Selbst in der Bundeswehr, in der der 20. Juli offiziell zum Traditionsbestand gehört, scheut man den klaren Bezug zu den Inhalten der Verschwörer, die in ihrem Eid untereinander bekannt hatten, der "neuen Ordnung zu dienen" und den "künftigen Führern die Kämpfer" zu bilden, "derer sie bedürfen". Ein solches Selbstverständnis bringt vermutlich nicht den "Bürger in Uniform" zum Ausdruck. Die Gedenkpraxis wurde darüber längst zu einer bloßen Folie, die das heutige Selbstverständnis übezieht: es ist ein profanisiertes Ritual, dem die Kraft zur Sinnstiftung abhanden gekommen ist.

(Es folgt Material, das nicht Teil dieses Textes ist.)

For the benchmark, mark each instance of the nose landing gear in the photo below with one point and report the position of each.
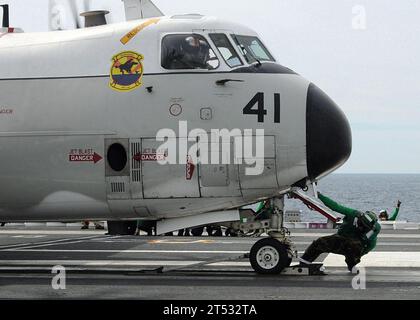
(273, 254)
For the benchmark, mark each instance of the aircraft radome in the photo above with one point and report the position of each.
(81, 113)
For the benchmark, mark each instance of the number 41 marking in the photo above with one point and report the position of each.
(260, 110)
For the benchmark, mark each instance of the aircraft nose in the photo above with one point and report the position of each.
(328, 134)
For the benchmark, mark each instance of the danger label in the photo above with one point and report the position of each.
(84, 155)
(150, 157)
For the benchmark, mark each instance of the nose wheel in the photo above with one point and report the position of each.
(270, 256)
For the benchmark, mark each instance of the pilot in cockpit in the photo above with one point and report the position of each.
(196, 52)
(186, 52)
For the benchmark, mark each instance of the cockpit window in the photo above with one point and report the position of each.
(187, 51)
(253, 49)
(226, 49)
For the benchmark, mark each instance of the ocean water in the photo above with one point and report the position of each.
(368, 192)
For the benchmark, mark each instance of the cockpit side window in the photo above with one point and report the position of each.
(187, 51)
(253, 49)
(226, 49)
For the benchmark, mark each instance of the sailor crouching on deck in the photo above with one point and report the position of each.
(355, 237)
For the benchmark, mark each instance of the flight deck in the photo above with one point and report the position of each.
(129, 267)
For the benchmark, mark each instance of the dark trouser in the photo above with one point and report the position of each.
(350, 248)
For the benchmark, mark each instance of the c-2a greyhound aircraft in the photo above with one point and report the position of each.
(80, 113)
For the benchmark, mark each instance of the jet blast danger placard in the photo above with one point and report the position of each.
(84, 155)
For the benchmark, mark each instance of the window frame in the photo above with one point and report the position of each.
(204, 36)
(238, 54)
(264, 47)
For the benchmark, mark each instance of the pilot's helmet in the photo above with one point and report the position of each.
(192, 44)
(367, 221)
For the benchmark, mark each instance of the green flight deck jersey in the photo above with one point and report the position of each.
(349, 227)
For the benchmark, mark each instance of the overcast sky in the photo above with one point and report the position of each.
(372, 71)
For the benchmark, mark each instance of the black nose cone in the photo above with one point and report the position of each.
(328, 134)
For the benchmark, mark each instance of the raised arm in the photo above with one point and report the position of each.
(395, 213)
(337, 207)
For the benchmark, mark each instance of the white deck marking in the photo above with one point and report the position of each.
(46, 243)
(104, 263)
(52, 232)
(379, 259)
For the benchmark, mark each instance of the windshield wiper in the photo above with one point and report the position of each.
(245, 53)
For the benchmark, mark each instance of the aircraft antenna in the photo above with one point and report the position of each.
(5, 15)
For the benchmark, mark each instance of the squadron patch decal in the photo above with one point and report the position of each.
(126, 71)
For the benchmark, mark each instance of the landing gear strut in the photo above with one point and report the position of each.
(273, 254)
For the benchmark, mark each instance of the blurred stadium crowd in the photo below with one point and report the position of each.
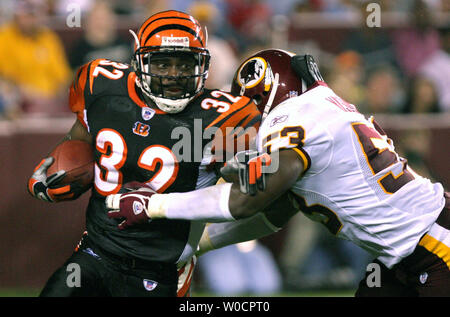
(402, 67)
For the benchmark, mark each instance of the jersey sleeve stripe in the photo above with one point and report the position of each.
(77, 102)
(92, 67)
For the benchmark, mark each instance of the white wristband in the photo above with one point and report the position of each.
(208, 204)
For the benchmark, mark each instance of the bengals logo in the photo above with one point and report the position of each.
(141, 129)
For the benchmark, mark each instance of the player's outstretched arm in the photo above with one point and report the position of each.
(46, 188)
(219, 203)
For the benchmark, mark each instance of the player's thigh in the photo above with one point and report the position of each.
(81, 275)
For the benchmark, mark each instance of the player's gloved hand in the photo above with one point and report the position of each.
(249, 165)
(132, 206)
(47, 188)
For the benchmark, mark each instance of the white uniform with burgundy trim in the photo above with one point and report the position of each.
(354, 182)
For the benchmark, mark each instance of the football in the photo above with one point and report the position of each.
(76, 158)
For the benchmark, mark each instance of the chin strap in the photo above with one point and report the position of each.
(271, 97)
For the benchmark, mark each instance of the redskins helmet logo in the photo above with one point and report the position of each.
(252, 72)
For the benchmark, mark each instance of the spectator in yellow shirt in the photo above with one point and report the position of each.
(33, 59)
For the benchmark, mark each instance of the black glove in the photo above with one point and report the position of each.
(48, 188)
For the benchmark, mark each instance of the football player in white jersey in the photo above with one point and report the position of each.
(334, 165)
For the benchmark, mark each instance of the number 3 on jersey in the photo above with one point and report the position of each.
(113, 149)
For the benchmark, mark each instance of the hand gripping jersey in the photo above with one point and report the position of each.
(135, 142)
(354, 182)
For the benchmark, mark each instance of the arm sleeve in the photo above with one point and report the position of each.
(218, 235)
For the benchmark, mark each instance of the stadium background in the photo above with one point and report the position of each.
(365, 65)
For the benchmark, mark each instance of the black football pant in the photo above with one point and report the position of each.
(89, 273)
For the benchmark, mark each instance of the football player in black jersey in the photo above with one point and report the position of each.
(134, 115)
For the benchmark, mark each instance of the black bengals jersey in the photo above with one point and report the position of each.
(137, 142)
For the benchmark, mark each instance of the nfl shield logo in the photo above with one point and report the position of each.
(150, 285)
(147, 113)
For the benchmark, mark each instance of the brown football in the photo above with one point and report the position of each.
(76, 158)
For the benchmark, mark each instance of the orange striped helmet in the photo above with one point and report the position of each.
(171, 37)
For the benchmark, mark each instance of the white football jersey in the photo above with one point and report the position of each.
(354, 182)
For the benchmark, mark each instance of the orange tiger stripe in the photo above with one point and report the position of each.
(93, 65)
(147, 36)
(164, 14)
(76, 94)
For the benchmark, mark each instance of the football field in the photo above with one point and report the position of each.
(324, 293)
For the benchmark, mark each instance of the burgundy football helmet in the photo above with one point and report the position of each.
(271, 76)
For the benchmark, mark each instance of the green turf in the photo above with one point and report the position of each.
(34, 293)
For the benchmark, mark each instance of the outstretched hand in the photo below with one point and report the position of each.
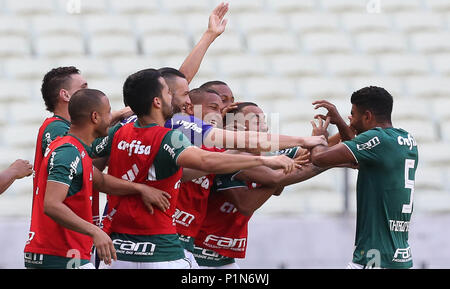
(217, 23)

Der 20. Juli gehört ohne Zweifel zu den positiven "Dokumenten deutschen Daseins", doch auch hierbei "feiern" die Deutschen nahezu ausschließlich die Niederlage, reihen die Verschwörer ein in die Opfer, derer man gedenkt, ohne den Heroismus der Tat - der durch ihr Scheitern nicht angetastet wird - gleichermaßen zu würdigen. Selbst in der zur Identitätsstiftung heutzutage wesentlichen Populär-Kultur scheint es nicht zu gelingen: Stauffenberg als nationaler Held muß mit dem im nächsten Jahr anlaufenden Kinofilm via Hollywood erst reimportiert werden, während uns zum sechzigsten Jahrestag im deutschen Fernsehen bloß ein gebrochener Zweifler gereicht wurde. Und schlimmer noch. Von den Lobeshymnen an der Spitze von Staat und Gesellschaft abgesehen, setzt sich ein Bild des Widerstandes mit Hautgout durch. Was der antifaschistischen Kanonisierung widerstrebt, gilt nunmehr als "umstritten", fällt damit über kurz oder lang der Tilgung aus dem ehrenden Gedenken anheim; und kein Wort ist unpassender als "umstritten": Denn für einen richtigen Streit fehlt die Gegenpartei, solange sich kein lautstarker Widerspruch regt gegen die, die einseitig bestreiten.

Das dokumentieren allein für das Themenfeld "Widerstand" zwei Beispiele aus diesem Jahr: Der renommierte "Gerhard-Ritter-Preis" - verliehen für herausragende Leistungen junger Geschichtswissenschaftler - wird umbenannt. Denn der 1967 verstorbene Namenspatron, ein meinungsführender Historiker in der jungen Bundesrepublik, der zudem als Mitglied der Bekennenden Kirche sowie Freund des Widerständlers Carl Goerdeler 1944 verhaftet und ins KZ verbracht worden war, hatte sich ein wenig zu herablassend über die Weimarer Republik geäußert und einer aristokratischen Staatsform das Wort geredet. Damit sei die Verbindung zu seiner Person "nicht mehr zeitgemäß".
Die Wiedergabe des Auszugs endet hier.